Maybe you could also say that existential types like Any capture their context at the point of type erasure, and use that when dynamic conformance checks are done.

That's exactly what we say.

That still only works to contextualize lookups for conformances that are visible at the point of type erasure.

Those are the only ones you get through the existential. If you downcast it to a concrete non-generic type, then you get the ones visible in the local context. A concrete generic type—unfortunately as my example shows—can differ depending on the conformances of its parameters in the context where it was formed, which is… troublesome… but unavoidable as long as you don't have global coherence. In that case trying to cast to the concrete type would fail if the conformances don't match those you'd get in the local context.

It also would make it so that existential values are potentially semantically different even if the type, value, and statically captured conformances are identical

I must be missing something.
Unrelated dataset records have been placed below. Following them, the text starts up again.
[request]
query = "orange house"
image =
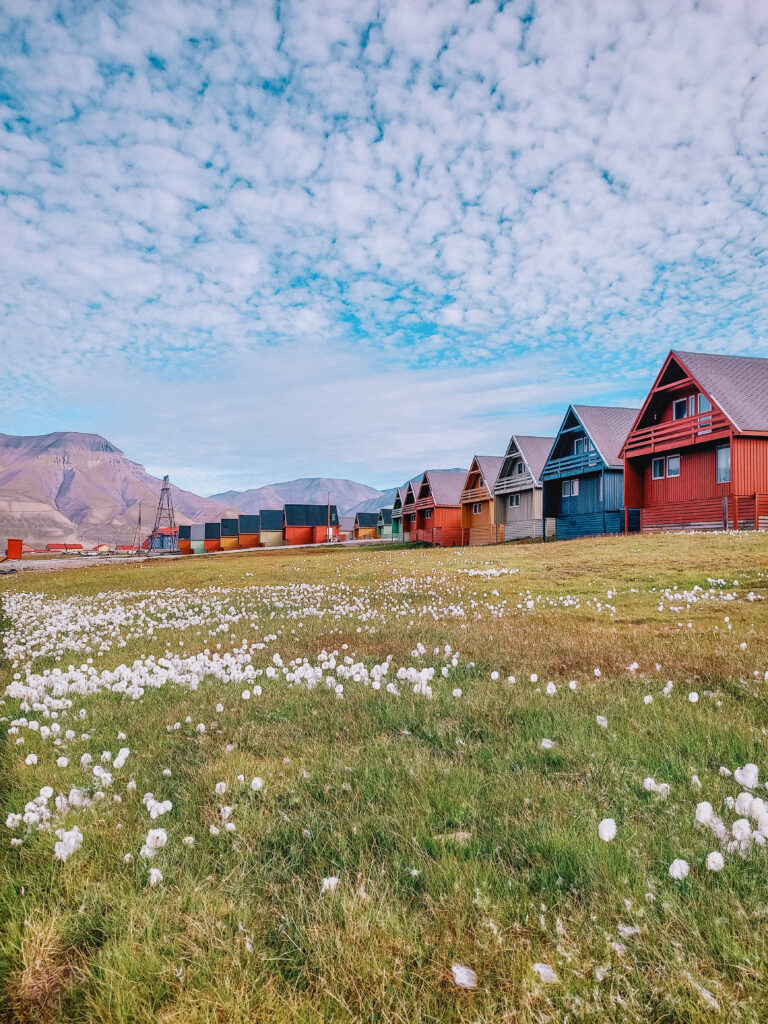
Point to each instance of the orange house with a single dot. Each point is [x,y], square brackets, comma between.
[478,506]
[438,507]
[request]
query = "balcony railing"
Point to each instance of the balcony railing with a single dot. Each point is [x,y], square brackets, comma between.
[571,465]
[678,433]
[475,495]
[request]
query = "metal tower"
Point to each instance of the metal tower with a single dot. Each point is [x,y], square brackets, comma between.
[164,517]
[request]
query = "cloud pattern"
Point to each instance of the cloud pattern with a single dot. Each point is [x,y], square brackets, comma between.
[280,210]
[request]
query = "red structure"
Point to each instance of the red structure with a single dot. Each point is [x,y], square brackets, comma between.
[438,510]
[696,457]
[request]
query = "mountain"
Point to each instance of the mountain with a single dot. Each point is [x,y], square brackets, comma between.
[67,487]
[306,491]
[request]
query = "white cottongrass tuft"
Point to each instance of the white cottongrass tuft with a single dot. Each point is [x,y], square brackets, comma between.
[715,861]
[464,977]
[679,869]
[607,829]
[546,973]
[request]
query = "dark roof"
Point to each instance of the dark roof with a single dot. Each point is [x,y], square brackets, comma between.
[738,384]
[270,519]
[309,515]
[535,452]
[607,427]
[445,485]
[367,519]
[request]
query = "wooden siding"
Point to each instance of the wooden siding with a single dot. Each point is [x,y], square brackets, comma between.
[589,524]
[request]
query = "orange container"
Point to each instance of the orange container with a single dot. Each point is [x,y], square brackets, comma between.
[13,549]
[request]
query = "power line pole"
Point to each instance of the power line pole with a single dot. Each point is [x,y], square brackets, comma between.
[165,517]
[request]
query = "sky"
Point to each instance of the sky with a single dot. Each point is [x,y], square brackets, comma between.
[253,241]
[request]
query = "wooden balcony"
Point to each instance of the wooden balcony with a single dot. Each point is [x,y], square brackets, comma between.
[572,465]
[678,433]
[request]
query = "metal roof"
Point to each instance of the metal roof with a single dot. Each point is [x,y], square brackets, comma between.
[607,427]
[738,384]
[445,485]
[270,519]
[310,515]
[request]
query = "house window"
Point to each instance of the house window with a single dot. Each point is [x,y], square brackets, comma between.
[680,409]
[570,488]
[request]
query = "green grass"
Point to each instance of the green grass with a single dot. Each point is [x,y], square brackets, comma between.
[373,788]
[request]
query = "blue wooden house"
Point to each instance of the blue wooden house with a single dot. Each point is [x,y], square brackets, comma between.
[583,476]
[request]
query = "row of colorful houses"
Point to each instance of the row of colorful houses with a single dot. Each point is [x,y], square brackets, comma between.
[693,457]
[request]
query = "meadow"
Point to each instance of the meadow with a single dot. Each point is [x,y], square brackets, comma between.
[522,783]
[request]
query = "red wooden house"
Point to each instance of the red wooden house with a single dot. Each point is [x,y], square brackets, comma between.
[438,510]
[409,513]
[696,457]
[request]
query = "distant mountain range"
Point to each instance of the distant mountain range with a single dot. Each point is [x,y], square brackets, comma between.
[306,491]
[69,487]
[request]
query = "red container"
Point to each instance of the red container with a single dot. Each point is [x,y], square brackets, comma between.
[13,549]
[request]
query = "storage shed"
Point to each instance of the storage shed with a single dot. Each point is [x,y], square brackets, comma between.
[309,523]
[518,493]
[229,535]
[696,457]
[271,527]
[478,508]
[249,530]
[366,525]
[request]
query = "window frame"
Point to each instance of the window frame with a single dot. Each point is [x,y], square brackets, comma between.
[676,403]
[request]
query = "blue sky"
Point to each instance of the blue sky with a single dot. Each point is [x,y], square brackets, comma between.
[254,241]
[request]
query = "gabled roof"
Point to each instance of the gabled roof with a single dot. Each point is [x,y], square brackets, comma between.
[367,519]
[607,427]
[738,384]
[534,451]
[445,485]
[310,515]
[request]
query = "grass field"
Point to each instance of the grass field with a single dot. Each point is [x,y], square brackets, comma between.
[393,705]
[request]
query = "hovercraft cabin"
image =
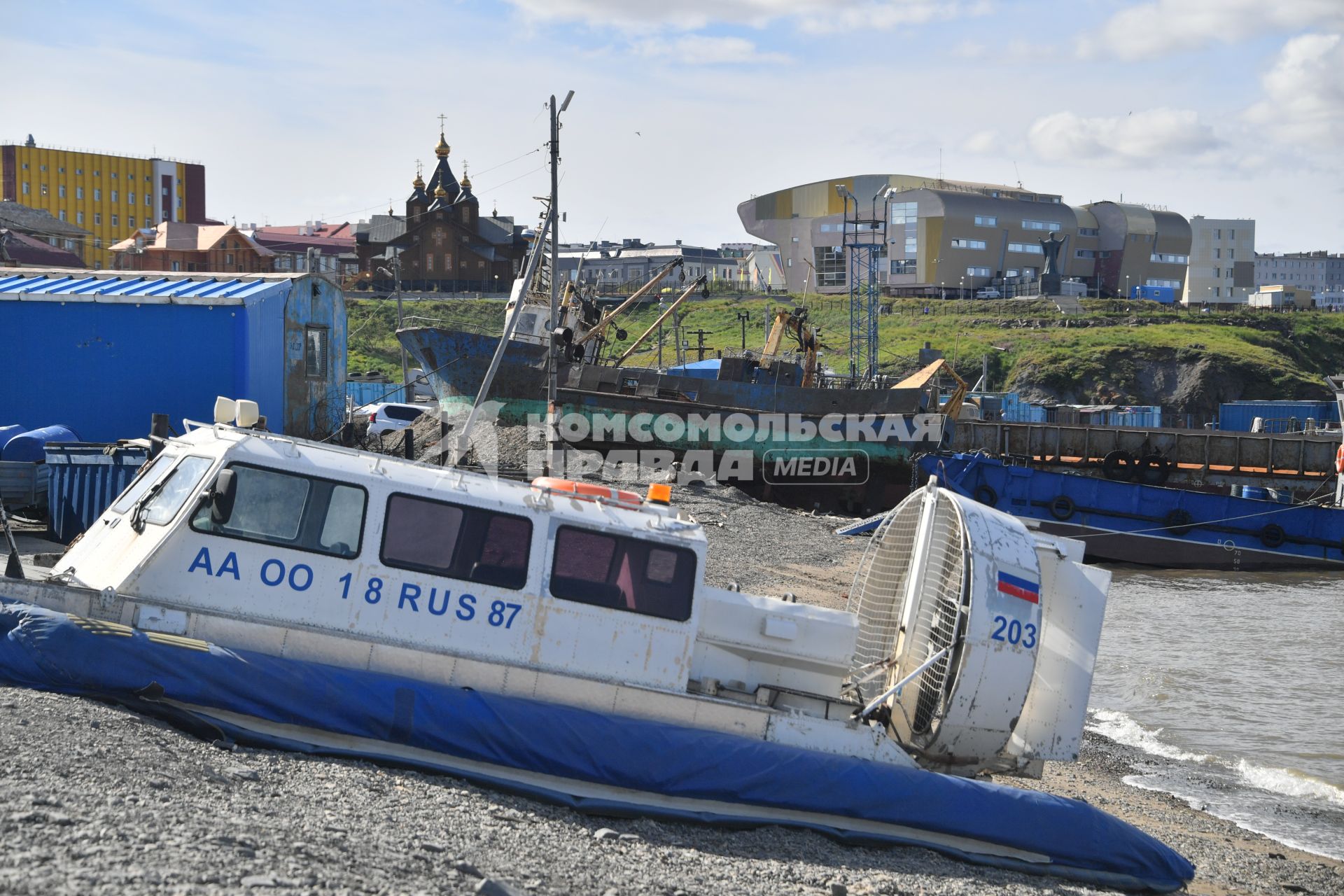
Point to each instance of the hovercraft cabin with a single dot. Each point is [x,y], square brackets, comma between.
[100,351]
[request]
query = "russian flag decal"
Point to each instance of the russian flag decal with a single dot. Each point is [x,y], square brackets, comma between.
[1016,587]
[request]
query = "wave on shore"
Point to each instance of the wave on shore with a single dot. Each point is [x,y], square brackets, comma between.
[1287,805]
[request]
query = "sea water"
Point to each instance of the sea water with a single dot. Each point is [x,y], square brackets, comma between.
[1234,687]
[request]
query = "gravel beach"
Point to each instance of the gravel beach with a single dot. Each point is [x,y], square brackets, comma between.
[99,799]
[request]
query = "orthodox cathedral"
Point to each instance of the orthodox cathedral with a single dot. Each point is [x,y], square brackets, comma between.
[442,242]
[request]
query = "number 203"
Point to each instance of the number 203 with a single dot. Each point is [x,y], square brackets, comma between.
[1014,631]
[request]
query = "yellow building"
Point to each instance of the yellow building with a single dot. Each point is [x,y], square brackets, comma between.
[111,197]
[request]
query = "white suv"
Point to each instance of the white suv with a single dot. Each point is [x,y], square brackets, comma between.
[390,416]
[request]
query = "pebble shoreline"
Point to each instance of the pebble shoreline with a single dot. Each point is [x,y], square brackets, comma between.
[100,799]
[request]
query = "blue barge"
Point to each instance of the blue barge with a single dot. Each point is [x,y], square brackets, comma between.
[1149,524]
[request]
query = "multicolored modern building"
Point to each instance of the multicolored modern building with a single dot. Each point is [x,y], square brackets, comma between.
[111,197]
[958,238]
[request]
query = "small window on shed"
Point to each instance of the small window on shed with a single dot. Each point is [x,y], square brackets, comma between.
[316,351]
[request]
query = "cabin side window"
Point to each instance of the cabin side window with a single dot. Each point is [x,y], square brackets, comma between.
[457,540]
[290,511]
[624,574]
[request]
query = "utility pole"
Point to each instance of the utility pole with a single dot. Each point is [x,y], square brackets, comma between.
[553,440]
[699,343]
[397,274]
[397,286]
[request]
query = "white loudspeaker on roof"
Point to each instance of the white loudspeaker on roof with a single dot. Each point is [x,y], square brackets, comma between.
[225,410]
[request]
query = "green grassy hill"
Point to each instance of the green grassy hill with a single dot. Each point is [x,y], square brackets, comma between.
[1120,351]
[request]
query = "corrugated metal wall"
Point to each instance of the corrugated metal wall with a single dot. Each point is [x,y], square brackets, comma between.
[85,479]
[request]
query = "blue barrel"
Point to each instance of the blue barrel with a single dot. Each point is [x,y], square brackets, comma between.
[10,431]
[1260,493]
[27,447]
[85,480]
In my world, It's only the captured conformances that can distinguish them if the type and value are the same.

if you're going to encourage multiple conformances,

Seems to me that whether it's encouraged or not makes little difference to Swift's situation as long as Swift doesn't have global coherence.

it would be better overall not to provide the attractive nuisance of global dynamic conformance lookups, and encourage instead language features that reliably capture and propagate needed conformance information at point of use.

I'm afraid I can't imagine what “capture and propagate needed conformance information at point of use” would mean. Care to elaborate?

OK then! That might give you the least surprising behavior overall, but I can still imagine cases where a user tries to extend your system by introducing their own protocol and conformances, and then trying to cast out the conformances to that protocol that were unknown from the context that the existential was formed in. It also seems like you'd have to reify and capture a lot of context metadata that might not ever be used since you don't know at the point of erasure what casts might be done.

Instead of throwing away the static conformance information and dynamically recovering it, represent the conformances you conditionally need in the data types you use. Instead of an Any, you could have an enum { case p(any P), q(any Q) } (or if you want to get fancier than Swift, add GADTs so you can have generic cases likeenum { case p<T: P>(T), q<T: Q>(T) }). Alternatively, protocols could have up-front optional requirements like protocol PQ where Self :? P, Self :? Q, so that dynamically querying whether a PQ conforms to P or Q is a local query of the conformance rather than a context-dependent or global lookup.